SQLite should just work like that with KNIME. You just ‘adress’ a file on your computer and if it is not there it gets created. I like SQLite because:
- it is a ‘real’ SQL-DB
- you can use all the SQL stuff with it
- it keeps your formats and variable types intact (mostly)
- you can use it to transfer data ‘intact’ to other programs like R or Python
- no fixed limitations like 65k lines
- you can store multiple databases in one file
- you might switch out the SQLite with any other SQL-DB and keep the structure of your KNIME workflow (if you need more serious power)
Terms and conditions apply limitations would be the power of your system.
That’s good news! Thank you!
Thanks, this and your prevoius post is great. Much appreciated
I am just not sure what this means please “You just ‘adress’ a file on your computer and if it is not there it gets created”
I am at the point where i am configuring the my database writer and am not sure what driver and URL i should i use.
Do i need to create an empty database and reference it for the writer?
Let’s do this by the book.
@mlauber71 showed quite nicely the 5 steps necessary to do the trick:
- Set up the SQLite connector (the orange node without a box around).
- Read the EXCEL files (the orange nodes in the yellow box).
- Store them into SQLite data base (red nodes with yellow box around).
- Join the data (yellow node followed by orange node in a yellow box).
- Store the data (two red nodes without a box around).
To what step do you refer to when asking about a path / URL for a database writer?
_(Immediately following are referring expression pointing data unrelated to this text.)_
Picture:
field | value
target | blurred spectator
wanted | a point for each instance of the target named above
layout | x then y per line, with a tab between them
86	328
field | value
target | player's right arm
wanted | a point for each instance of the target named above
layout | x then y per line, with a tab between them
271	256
You can just use the SQLite connector and enter a URL like:
Then the database would sit right in the folder where the workflow is like in my example.
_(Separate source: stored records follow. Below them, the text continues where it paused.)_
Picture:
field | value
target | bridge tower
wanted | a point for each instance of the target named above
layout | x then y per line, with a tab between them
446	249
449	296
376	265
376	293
I like to have my files stored in a separate folder /data that sits on the same level as my workflow. Then the reference would look something like this:
(you could use any name “db” is just my idea. You just have to constantly reference the same file each time you want to use the data)
And yes. For SQLite in KNIME you do not need a special driver or anything you just use the “SQLite Connector” node. It is as simple as that (I was confused about this also first because I toyed around with MySQL and had to install a lot of things - but SQLite you just have a file).
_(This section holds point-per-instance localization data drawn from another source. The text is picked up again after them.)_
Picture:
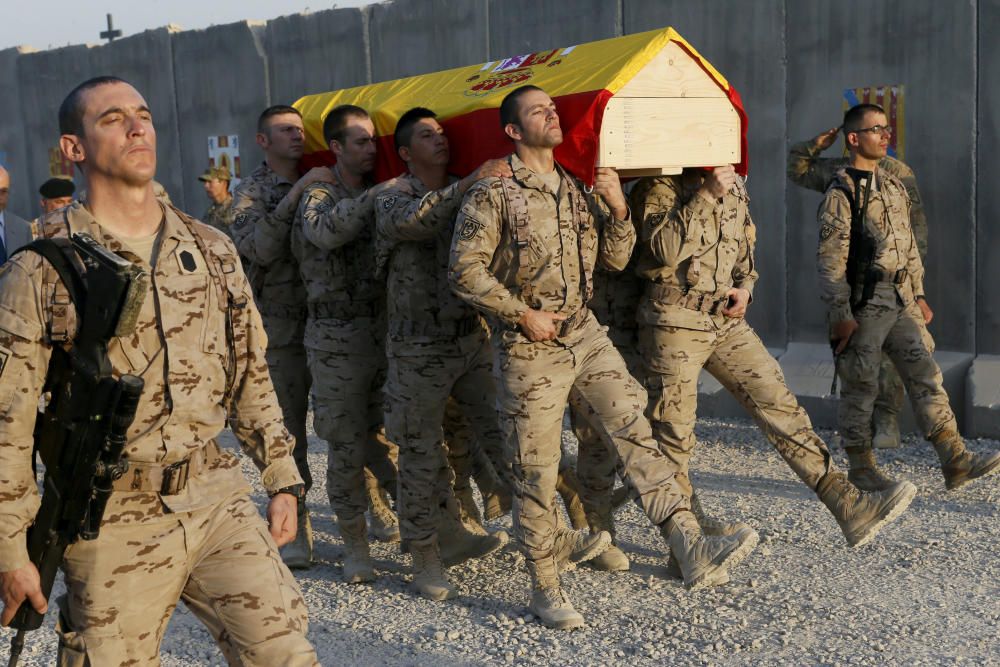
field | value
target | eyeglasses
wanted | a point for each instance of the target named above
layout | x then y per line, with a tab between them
877	129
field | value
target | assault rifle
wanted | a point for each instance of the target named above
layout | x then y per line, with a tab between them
82	433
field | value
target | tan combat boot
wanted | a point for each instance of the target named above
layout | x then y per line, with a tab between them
429	578
863	471
885	429
358	566
384	523
704	561
568	488
297	554
960	466
713	528
861	514
548	601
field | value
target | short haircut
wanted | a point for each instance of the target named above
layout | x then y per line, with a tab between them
263	123
854	116
404	128
71	109
336	121
509	106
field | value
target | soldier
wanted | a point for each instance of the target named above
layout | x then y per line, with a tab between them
196	537
806	169
882	305
220	212
263	207
523	252
333	243
697	255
As I said: another benefit of SQLite is that there are drivers and connectors for R or Python so you could transfer your data (even multiple databases) if you have to.
I am using a path to my local drive for the SQLite connector - will that work?
I am getting an error msg “ERROR SQLite Connector 0:1 Execute failed: Could not create connection to database: [SQLITE_CANTOPEN] Unable to open the database file (out of memory)”
Hi @Patrick1974 - I am referring to step 1. How was that db.sqlite created?
as far as I understood @mlauber71, the file is created by typing the name into the DB-connector node. Please read the build in help to the SQLite connector node.
Hmm out of memory sounds like there is not enough space left. Could you check the following:
- make sure there is enough space on your disk
- check you knime.ini file if you have specified enough RAM for your files
- try to give the db.sqlite table a new name like db1.sqlite
- open the SQLite connector and see if it says anything about the location
- try to specify a different location (you would later want to have them all in a meaningful structure, but that is another story)
I found on my Mac that when the db.sqlite was originally there within one session and I would deliberately delete it from the file system it would not recreate the file - even if I had run it again and the node is green. Simple solution was to give it a new name. I have not tested what would happen if I restarted KNIME.
Could be some sort of bug or a feature to be added in a future KNIME version but not a big deal.
Thanks @mlauber71 - I think I must of had a bad connection for that error message but I am all sorted now and is working as expected. appreciate the assist.